IE TIG Week: Building a Learning Culture via Communities of Practice by Molly Chen and Sarah Frazer

Greetings! We are Molly Chen, Monitoring, Evaluation, Research, Learning, and Adapting (MERLA) Specialist from the International Development Group’s Global Health Division and Sarah Frazer, Monitoring, Evaluation, and Learning (MEL) Specialist from the Governance and Economic Development division at RTI International, an independent, nonprofit institute that provides research, development, and technical services to government and commercial clients worldwide.

In our role as internal evaluators for international development projects, we are often faced with the challenge of meaningfully engaging stakeholders, project staff, and even our evaluator colleagues in other divisions to discuss obstacles, best practices, and lessons learned.  In 2017, we created a Monitoring, Evaluation, Research, Learning, and Adapting (MERLA) Community of Practice (CoP) at RTI International to create a space for learning and sharing internally on evaluation related topics. We now have 60+ members across the organization who come together to connect and share what we’re learning from our projects in order to adapt and improve.

Lessons Learned:

“Champions” are critical to the success of a Community of Practice

It was crucial to secure internal funding and leadership support early on. Additionally, our success depended heavily on a few core team members who “championed” our CoP’s goals and activities to their respective divisions. Externally, we reached out to peers in other organizations and our primary funder, USAID, to join us in a panel discussion in Washington DC in May of this year to discuss the critical issue of “From learning to adapting: How do we get to learning, and where do we go from there?”  Bringing together core members, internal leadership, and external support helped take the CoP from an idea to a reality.

Opening the Community of Practice for all to join and share their voices can instill diversity and inclusivity

The MERLA CoP grew from 15 core members to 60+ members in the last year, with representation from across technical divisions at the company (international development, statistical and social sciences and research, program management, and business development). By opening up the CoP beyond evaluators, we benefit from hearing how project managers view their M&E systems, challenges that business development colleagues come across when hiring for and incorporating M&E at the proposal stage, and how researchers can add value to M&E by helping to brainstorm and implement operations research to further fill any evidence gaps that come up during project implementation. This welcoming atmosphere has opened up the conversation and furthered understanding between evaluators and the people we often interact with in our work, both internally and externally.

Rad Resource:

USAID Policy Planning and Learning (PPL) Bureau’s Learning Lab has a ton of great resources on how to incorporate a learning culture in your project, evaluation, and organization.

The American Evaluation Association is celebrating Internal Evaluation (IE) Topical Interest Group Week. The contributions all this week to aea365 come from our IE TIG members. Do you have questions, concerns, kudos, or content to extend this aea365 contribution? Please add them in the comments section for this post on the aea365 webpage so that we may enrich our community of practice. Would you like to submit an aea365 Tip? Please send a note of interest to aea365 is sponsored by the American Evaluation Association and provides a Tip-a-Day by and for evaluators.

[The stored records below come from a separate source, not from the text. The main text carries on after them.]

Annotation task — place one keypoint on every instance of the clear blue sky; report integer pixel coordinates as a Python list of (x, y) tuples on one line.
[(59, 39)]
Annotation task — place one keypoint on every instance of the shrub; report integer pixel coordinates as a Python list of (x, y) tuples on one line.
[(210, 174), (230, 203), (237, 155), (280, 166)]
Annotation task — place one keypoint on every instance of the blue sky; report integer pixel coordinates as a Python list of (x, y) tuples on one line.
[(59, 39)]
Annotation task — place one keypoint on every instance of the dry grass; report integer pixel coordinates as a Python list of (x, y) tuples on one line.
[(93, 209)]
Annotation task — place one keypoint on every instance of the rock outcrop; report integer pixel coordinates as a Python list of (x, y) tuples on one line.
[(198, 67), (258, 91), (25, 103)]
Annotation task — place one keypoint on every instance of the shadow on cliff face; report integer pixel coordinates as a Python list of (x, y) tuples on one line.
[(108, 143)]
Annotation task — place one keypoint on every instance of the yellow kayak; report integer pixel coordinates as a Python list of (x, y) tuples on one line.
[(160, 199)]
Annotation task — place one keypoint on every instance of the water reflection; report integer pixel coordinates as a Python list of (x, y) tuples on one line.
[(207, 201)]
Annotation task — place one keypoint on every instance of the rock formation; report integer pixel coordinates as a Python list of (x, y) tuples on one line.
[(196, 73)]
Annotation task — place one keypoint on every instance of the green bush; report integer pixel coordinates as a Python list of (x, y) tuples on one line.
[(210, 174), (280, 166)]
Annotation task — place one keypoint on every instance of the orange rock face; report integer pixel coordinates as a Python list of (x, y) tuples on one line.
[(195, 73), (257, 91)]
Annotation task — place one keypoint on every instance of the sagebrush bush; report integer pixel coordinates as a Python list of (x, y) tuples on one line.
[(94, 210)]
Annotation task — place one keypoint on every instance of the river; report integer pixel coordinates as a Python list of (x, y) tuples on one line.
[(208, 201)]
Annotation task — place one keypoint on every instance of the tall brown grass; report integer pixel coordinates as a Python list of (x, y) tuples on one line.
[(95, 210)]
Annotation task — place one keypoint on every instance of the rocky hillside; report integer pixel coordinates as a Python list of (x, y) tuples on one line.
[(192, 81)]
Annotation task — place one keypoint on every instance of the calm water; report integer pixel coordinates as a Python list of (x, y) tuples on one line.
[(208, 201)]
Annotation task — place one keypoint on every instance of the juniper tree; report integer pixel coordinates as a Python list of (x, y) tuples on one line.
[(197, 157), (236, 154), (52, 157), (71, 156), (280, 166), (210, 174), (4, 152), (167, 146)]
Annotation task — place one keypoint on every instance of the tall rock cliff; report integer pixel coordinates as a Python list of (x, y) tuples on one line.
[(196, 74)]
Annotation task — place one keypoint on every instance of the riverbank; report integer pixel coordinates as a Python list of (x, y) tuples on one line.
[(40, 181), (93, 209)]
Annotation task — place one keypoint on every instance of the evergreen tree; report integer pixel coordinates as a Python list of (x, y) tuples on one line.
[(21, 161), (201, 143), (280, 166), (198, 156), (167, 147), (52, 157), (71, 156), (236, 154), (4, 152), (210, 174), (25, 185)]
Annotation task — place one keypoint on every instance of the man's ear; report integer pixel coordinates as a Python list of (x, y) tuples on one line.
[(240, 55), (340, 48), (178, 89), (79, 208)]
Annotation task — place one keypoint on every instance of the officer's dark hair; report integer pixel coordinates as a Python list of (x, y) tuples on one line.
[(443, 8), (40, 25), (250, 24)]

1 thought on “IE TIG Week: Building a Learning Culture via Communities of Practice by Molly Chen and Sarah Frazer”

  1. Hello Ms. Chen and Ms. Frazer

    My name is Debbie Rampersad and I am in the process of completing a Masters Degree in Education. My interests lie in developing and maintaining Professional Learning
    Communities (PLC) within my school.
    During this past year we have begun to implement a school wide literacy initiative. We do not have a solid PLC within our school but knew that this literacy initiative had to be implemented.

    Using your approach to evaluation, can you construct a theory of action so that my team can evaluate and implement the changes in our literacy program?
    Although we have sufficient background knowledge in literacy, we seem to be having some difficulty developing and implementing our plans in a collaborative manner.
    How would you suggest we develop the collaborative aspect of our evaluation?
    My thinking is that we missed some systematic steps in creating a balance between the stakeholders and and the need to improve learning for our students.

    Looking forward to your response.